L'ORCHIDEE DU DALAI-LAMA

Lorsque  l’écrivain et journaliste Jean-Claude Buhrer est rentré,
voici quelques jours, après quelques mois en Asie,
une belle surprise l’attendait chez lui. 
L’orchidée que le Dalaï-Lama avait offerte à Claude Levenson
s’était remise à vivre.

Or, celle-ci n’avait plus donné de fleurs depuis 2011...
Avant de partir en voyage, en décembre 2015, Buhrer s’était interrogé quant à la destiné de cette fleur pas comme les autres. Il ne pouvait se résoudre à l'abandonner et pour cause!
Le Dalai-Lama l’avait offerte à Claude Levenson au début 2010, à Bodhgaya – lieu saint et de pèlerinage où Bouddha avait atteint l'illumination –  lors de la cérémonie du Kalachakra et lui avait demandé d’en prendre bien soin…»

 

2594153938.JPG Le Dalaï-Lama, à Bodgaya, serrant dans ses bras Claude Levenson
et Jean-Claude Buhrer.
 

 

Claude Levenson s’est éteinte le 13 décembre 2010 à Lausanne. Mais de là où elle est, elle veille apparemment sur son orchidée... Aux dernières nouvelles, le cadeau du Dalaï-Lama est toujours en fleurs et un troisième bourgeon s’apprête à éclore…

Des révélations posthumes sont à paraître

Quant à Jean-Claude Buhrer, il veille fidèlement sur l’oeuvre de son épouse.
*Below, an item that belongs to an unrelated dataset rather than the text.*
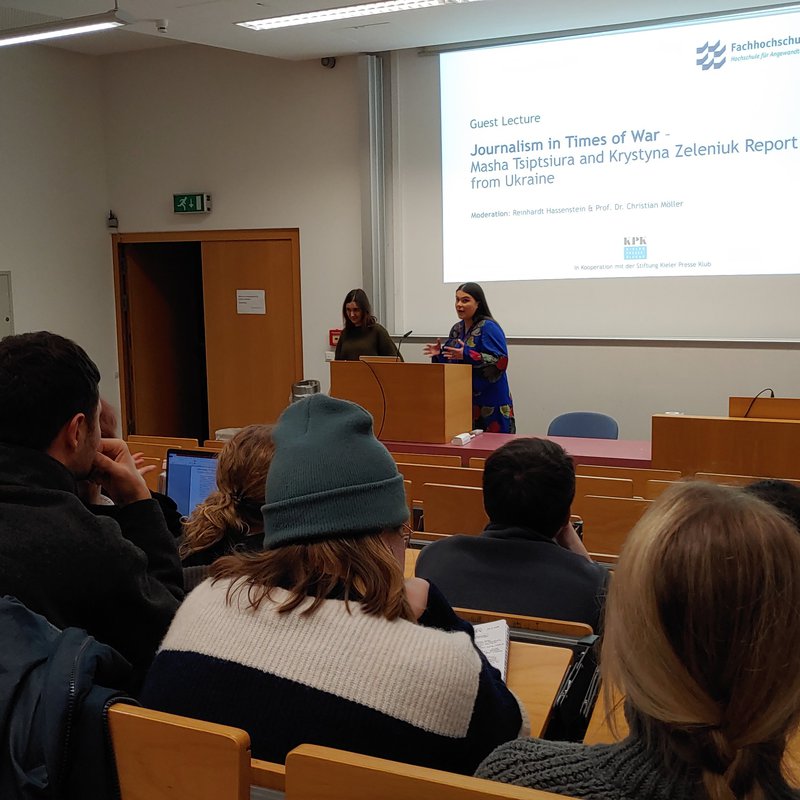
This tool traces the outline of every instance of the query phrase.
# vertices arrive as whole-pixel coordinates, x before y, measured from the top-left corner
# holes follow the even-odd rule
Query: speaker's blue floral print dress
[[[443,364],[472,366],[472,427],[491,433],[516,433],[514,407],[508,388],[508,345],[503,329],[485,317],[467,328],[462,320],[453,325],[444,347],[464,343],[460,361],[434,356],[431,360]]]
Mieux que cela. Grâce à lui, des textes demeurés jusqu’ici inédits devraient émerger du silence dans lequel, par excès de discrétion et humilité, Claude Levenson les avait maintenus.

Mais Claude Levenson s’était pas qu’une tibétologue réputée dont les livres, notamment consacrés au Tibet, au Dalaï-Lama, au bouddhisme et à la Birmanie ont été traduits en de multiples langues (dont le chinois). 
Probablement pour se protéger de trop de souffrances, elle occulta durant toute sa vie son passé de petite fille juive. Elle avait quatre ans quand elle vit son père pour la dernière fois. Suite à la dénonciation de voisins français, il avait été déporté à Auschwitz via Drancy. Pour la sauver, sa mère, engagée dans la Résistance, cacha Claude dans une famille de paysans au coeur du Massif central et la retrouva à Paris quatre ans plus tard.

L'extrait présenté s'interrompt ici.